Friday, March 9, 2007

A Science for the Mind and the Soul


The Economist reviews Diane Coyle’s book, The Soulful Science: What Economists Really Do and Why It Matters – doesn’t seem very impressed by the book;

"The third part of the book is the least satisfying. It assays what economics has borrowed from Darwin, and how much it now shares with sociology. As throughout, these chapters offer finely etched portraits of the main characters—Joseph Schumpeter, to take one, was an “irritating man”, who “boasted about his brilliance as an economist and as a lover”. He would show up at faculty meetings sporting jodhpurs and a hunting jacket. Douglass North, to take another, once worked as a photographer under Dorothea Lange, and had to choose between a career documenting the poor and one explaining their fate. But Ms Coyle's depiction of their intellectual contributions is smudged and indistinct—perhaps because the ideas themselves lack great clarity...

She believes the dismal economics of popular disdain—“Pangloss plus Gradgrind”, according to one caricature—has been superseded by an open and humane field of inquiry. This is not because economists have discovered their souls, but because they have availed themselves of richer numbers, faster computers and niftier techniques. Economists, she stresses, clung to their cold assumptions about rational individuals and efficient markets largely out of analytical habit, not ideological conviction. Teach them a new technique and they will be open to whatever principles are smuggled in with it.

Unfortunately, Ms Coyle is preaching to the nerdy choir. Hers is the kind of book—stripped of equations and sprinkled with jokes—that economists hope will appeal outside the church. But Ms Coyle is a patchy writer and an impatient teacher. In trying to cover so much ground, she often lets go of the reader's hand.
Other popularisers have shown more pedagogical magic. On several occasions, Paul Krugman, for example, has explained the logic of a recession through the parable of a baby-sitting circle. William Easterly in “The Elusive Quest for Growth” has illustrated the limits of accumulation through an analogy with pancake-making. And then, of course, there is “Freakonomics” (described by Ms Coyle as an overrated “freak show”), which transformed Steven Levitt from a passionate nerd into a popular celebrity."


Related
Things to read -recommendations from Diane Coyle
Economics, the soulful science
Diane Coyle interview at Radio Economics (podcast)
An effort to make economics likeable

Economist Class;
“We do not really know what causes economic growth,” admits François Bourguignon, the chief economist at the World Bank. “We do have a good sense of what are the main obstacles to growth and what are the conditions without which an economy can’t grow. But we are far less sure about what are the other ingredients needed to create and sustain growth.”...
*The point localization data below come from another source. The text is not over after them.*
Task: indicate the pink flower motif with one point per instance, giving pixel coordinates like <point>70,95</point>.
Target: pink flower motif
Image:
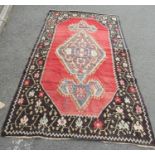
<point>122,82</point>
<point>118,100</point>
<point>131,89</point>
<point>119,110</point>
<point>98,124</point>
<point>138,109</point>
<point>40,62</point>
<point>119,69</point>
<point>26,82</point>
<point>24,120</point>
<point>36,75</point>
<point>20,101</point>
<point>41,94</point>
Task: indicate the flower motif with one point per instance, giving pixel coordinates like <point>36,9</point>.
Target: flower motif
<point>79,123</point>
<point>119,110</point>
<point>125,64</point>
<point>138,109</point>
<point>131,89</point>
<point>31,93</point>
<point>126,100</point>
<point>122,82</point>
<point>36,75</point>
<point>122,125</point>
<point>98,124</point>
<point>26,82</point>
<point>41,94</point>
<point>117,59</point>
<point>24,120</point>
<point>62,121</point>
<point>32,67</point>
<point>118,100</point>
<point>138,127</point>
<point>20,101</point>
<point>44,120</point>
<point>38,103</point>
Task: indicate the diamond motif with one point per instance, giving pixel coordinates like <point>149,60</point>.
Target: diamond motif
<point>81,54</point>
<point>81,93</point>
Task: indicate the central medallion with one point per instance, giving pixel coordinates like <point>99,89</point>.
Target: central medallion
<point>81,55</point>
<point>79,74</point>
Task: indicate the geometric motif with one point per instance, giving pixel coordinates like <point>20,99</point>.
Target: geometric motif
<point>81,93</point>
<point>109,106</point>
<point>81,55</point>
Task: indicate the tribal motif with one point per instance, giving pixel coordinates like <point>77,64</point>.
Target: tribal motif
<point>81,55</point>
<point>79,83</point>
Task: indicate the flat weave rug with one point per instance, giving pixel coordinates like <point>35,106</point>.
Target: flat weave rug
<point>79,83</point>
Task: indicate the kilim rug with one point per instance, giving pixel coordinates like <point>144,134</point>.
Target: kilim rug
<point>79,83</point>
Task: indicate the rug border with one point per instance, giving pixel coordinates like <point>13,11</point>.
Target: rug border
<point>152,145</point>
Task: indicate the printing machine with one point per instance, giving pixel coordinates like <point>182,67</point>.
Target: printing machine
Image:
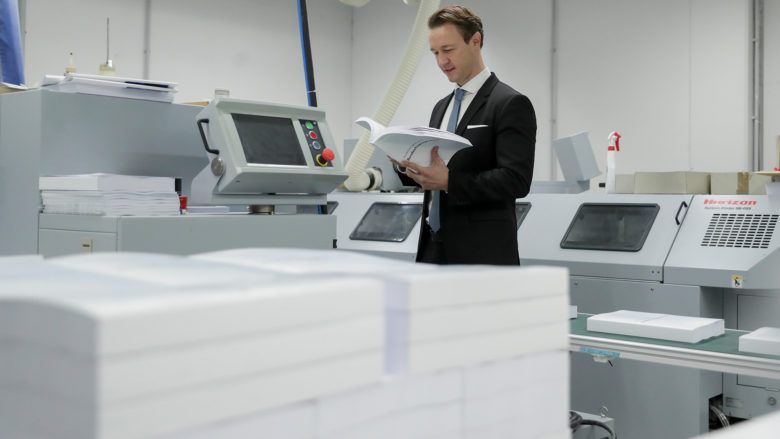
<point>703,255</point>
<point>44,132</point>
<point>695,255</point>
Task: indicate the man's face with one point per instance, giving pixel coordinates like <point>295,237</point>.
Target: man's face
<point>459,60</point>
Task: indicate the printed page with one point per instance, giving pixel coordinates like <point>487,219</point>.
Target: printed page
<point>413,143</point>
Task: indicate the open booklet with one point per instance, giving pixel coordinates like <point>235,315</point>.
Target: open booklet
<point>413,143</point>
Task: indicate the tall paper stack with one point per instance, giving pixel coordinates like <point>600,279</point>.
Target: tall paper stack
<point>497,403</point>
<point>231,345</point>
<point>155,358</point>
<point>465,347</point>
<point>442,317</point>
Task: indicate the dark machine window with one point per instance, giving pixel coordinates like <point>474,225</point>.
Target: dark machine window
<point>521,210</point>
<point>268,140</point>
<point>389,222</point>
<point>616,227</point>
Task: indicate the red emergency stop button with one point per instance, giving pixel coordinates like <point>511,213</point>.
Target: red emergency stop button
<point>326,156</point>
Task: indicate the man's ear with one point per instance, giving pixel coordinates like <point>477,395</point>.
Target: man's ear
<point>476,39</point>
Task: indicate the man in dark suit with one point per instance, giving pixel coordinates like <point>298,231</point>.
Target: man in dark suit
<point>469,204</point>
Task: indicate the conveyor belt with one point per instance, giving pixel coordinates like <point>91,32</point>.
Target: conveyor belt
<point>719,354</point>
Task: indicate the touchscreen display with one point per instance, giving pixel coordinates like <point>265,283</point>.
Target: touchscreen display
<point>268,140</point>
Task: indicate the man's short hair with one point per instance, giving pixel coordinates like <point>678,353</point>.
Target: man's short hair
<point>463,18</point>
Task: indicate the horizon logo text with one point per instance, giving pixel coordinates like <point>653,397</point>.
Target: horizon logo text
<point>731,202</point>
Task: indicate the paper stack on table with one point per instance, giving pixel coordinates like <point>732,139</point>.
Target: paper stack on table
<point>497,403</point>
<point>132,88</point>
<point>764,340</point>
<point>442,317</point>
<point>279,343</point>
<point>108,194</point>
<point>661,326</point>
<point>158,356</point>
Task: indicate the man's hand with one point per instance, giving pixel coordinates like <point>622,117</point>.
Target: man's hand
<point>434,177</point>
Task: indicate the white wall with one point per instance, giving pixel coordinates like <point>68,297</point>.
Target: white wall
<point>672,76</point>
<point>517,49</point>
<point>250,47</point>
<point>771,83</point>
<point>56,28</point>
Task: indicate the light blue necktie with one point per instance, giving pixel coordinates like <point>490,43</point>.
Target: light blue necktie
<point>433,215</point>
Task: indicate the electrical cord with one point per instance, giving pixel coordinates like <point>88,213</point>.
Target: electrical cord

Surveying which economies had the best prospects for success, Harvard professor Richard B. Freeman concluded that in predicting superior performance, “luck seems as key as economic policies.”
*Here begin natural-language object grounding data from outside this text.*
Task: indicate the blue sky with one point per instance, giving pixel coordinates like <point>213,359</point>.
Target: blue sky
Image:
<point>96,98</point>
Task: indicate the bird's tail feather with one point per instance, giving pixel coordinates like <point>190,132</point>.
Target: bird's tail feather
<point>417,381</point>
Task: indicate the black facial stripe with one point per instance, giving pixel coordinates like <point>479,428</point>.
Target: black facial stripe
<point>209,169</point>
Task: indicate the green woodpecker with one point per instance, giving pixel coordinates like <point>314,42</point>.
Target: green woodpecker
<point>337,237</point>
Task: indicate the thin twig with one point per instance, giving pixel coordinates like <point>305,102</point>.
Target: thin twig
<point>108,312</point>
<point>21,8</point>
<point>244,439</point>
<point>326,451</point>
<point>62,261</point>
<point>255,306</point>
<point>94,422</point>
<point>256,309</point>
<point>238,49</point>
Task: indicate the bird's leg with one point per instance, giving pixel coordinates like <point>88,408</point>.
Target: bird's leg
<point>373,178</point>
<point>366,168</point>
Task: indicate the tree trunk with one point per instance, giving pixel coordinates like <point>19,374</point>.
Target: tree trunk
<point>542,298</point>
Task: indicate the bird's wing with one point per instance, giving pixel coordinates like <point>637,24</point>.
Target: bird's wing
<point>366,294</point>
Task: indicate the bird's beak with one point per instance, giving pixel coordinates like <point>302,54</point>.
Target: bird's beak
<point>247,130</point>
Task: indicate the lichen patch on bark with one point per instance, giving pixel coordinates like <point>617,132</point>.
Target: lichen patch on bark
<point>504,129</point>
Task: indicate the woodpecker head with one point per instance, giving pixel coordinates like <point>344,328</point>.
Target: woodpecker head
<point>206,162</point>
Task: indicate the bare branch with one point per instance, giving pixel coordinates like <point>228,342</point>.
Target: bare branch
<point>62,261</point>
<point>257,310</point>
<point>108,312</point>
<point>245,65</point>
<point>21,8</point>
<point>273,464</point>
A science that relies on luck to explain the fate of billions of people is a dismal science indeed. True, other social sciences aren’t in much better shape, but economists would still be well advised to trade in their intellectual haughtiness for a more humble disposition. Albert O. Hirschman, a superbly original economist, borrowed freely from other disciplines and aptly titled one of his books Essays in Trespassing. We need more trespassers. Fortunately, a few of today’s economists are beginning to hurdle professional fences and mine neurology, psychology, sociology, and political science to enrich their analysis.